Holoscan Sample App Data for AI-based Endoscopy Tool Tracking

This resource contains the convolutional LSTM model for tool tracking in laparoscopic videos by Nwoye et. al [1], and a sample surgical video.

[1] Nwoye, C.I., Mutter, D., Marescaux, J. and Padoy, N., 2019. Weakly supervised convolutional LSTM approach for tool tracking in laparoscopic videos. International journal of computer assisted radiology and surgery, 14(6), pp.1059-1067

Model

The AI model for instrument tracking in endoscopy is an LSTM model which given an RGB image of 854 x 480 provides

  • per-instrument detection probability,
  • per-instrument detected tooltip location,
  • semantic segmentation of the instruments. Each pixel stores 7 labels.

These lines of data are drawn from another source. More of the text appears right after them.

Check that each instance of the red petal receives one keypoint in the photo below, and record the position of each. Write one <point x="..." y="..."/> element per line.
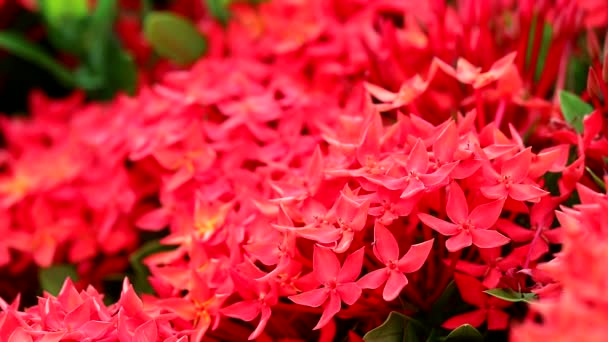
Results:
<point x="154" y="220"/>
<point x="326" y="265"/>
<point x="20" y="335"/>
<point x="380" y="93"/>
<point x="441" y="226"/>
<point x="352" y="266"/>
<point x="395" y="283"/>
<point x="517" y="166"/>
<point x="418" y="159"/>
<point x="497" y="320"/>
<point x="266" y="313"/>
<point x="373" y="279"/>
<point x="313" y="298"/>
<point x="459" y="241"/>
<point x="349" y="292"/>
<point x="457" y="208"/>
<point x="526" y="192"/>
<point x="146" y="332"/>
<point x="474" y="318"/>
<point x="246" y="310"/>
<point x="494" y="191"/>
<point x="488" y="238"/>
<point x="515" y="232"/>
<point x="446" y="144"/>
<point x="414" y="187"/>
<point x="415" y="257"/>
<point x="471" y="289"/>
<point x="385" y="245"/>
<point x="331" y="309"/>
<point x="485" y="216"/>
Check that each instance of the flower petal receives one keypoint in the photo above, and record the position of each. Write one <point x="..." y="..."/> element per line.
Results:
<point x="485" y="215"/>
<point x="395" y="283"/>
<point x="441" y="226"/>
<point x="266" y="313"/>
<point x="459" y="241"/>
<point x="418" y="160"/>
<point x="497" y="319"/>
<point x="325" y="264"/>
<point x="517" y="166"/>
<point x="312" y="298"/>
<point x="385" y="245"/>
<point x="352" y="266"/>
<point x="415" y="257"/>
<point x="373" y="279"/>
<point x="246" y="310"/>
<point x="471" y="289"/>
<point x="526" y="192"/>
<point x="494" y="191"/>
<point x="331" y="309"/>
<point x="349" y="292"/>
<point x="488" y="238"/>
<point x="457" y="208"/>
<point x="474" y="318"/>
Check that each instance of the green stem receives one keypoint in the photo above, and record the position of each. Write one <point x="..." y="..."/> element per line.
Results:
<point x="21" y="47"/>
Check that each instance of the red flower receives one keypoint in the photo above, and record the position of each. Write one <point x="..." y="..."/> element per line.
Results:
<point x="338" y="283"/>
<point x="386" y="249"/>
<point x="467" y="228"/>
<point x="489" y="308"/>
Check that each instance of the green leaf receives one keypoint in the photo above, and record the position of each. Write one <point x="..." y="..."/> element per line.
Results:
<point x="65" y="23"/>
<point x="512" y="296"/>
<point x="438" y="310"/>
<point x="174" y="37"/>
<point x="574" y="109"/>
<point x="464" y="333"/>
<point x="544" y="50"/>
<point x="140" y="282"/>
<point x="52" y="278"/>
<point x="219" y="9"/>
<point x="392" y="330"/>
<point x="56" y="11"/>
<point x="596" y="179"/>
<point x="21" y="47"/>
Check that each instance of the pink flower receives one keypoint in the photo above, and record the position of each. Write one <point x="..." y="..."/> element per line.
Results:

Note: The provided model is in ONNX format. It will automatically be converted into a TensorRT model (.engine) the first time it is processed by a Holoscan application.

Inputs

  • data_ph:0 - Input RGB image ( batchsize, height, width, channels)
    • shape=[1, 480, 854, 3]
    • dtype=float32
    • range=[0, 255]
  • cellstate_ph:0 - LSTM hidden state tensor 0
    • shape=[1, 60, 107, 7]
    • dtype=float32
  • hiddenstate_ph:0 - LSTM hidden state tensor 1
    • shape=[1, 60, 107, 7]
    • dtype=float32

Outputs

  • Model/net_states:0 - LSTM output state tensor. Output of frame N is input for frame N + 1.
    • shape=[1, 60, 107, 7]
    • dtype=float32
  • Model/net_states:0 - LSTM hidden state tensor. Output of frame N is input for frame N + 1.
    • shape=[1, 60, 107, 7]
    • dtype=float32
  • probs:0 - Per instrument detection probability
    • shape=[1, 7]
    • dtype=float32
    • range=[0,1]
  • Localize/scaled_coords:0 - Per-instrument (x,y) detected tooltip location
    • shape=[1, 2, 7]
    • dtype=float32
  • Localize_1/binary_masks:0 - image with per instrument segmentation mask. Each pixel stores 7 labels
    • shape=[1, 60, 107, 7]
    • dtype=float32

Video Data

The sample data, kindly provided by Research Group Camma, IHU Strasbourg and University of Strasbourg, is a surgical video that includes all 7 instruments classes supported by the tool tracking model. It's in a raw H264 format.

Note: the .h264 file must be converted into a GXF tensor file using the convert_video_to_gxf_entities.py script on GitHub to be used with the VideoStreamReplayer Holoscan operator.

License

Refer to the license agreement for use of the sample data.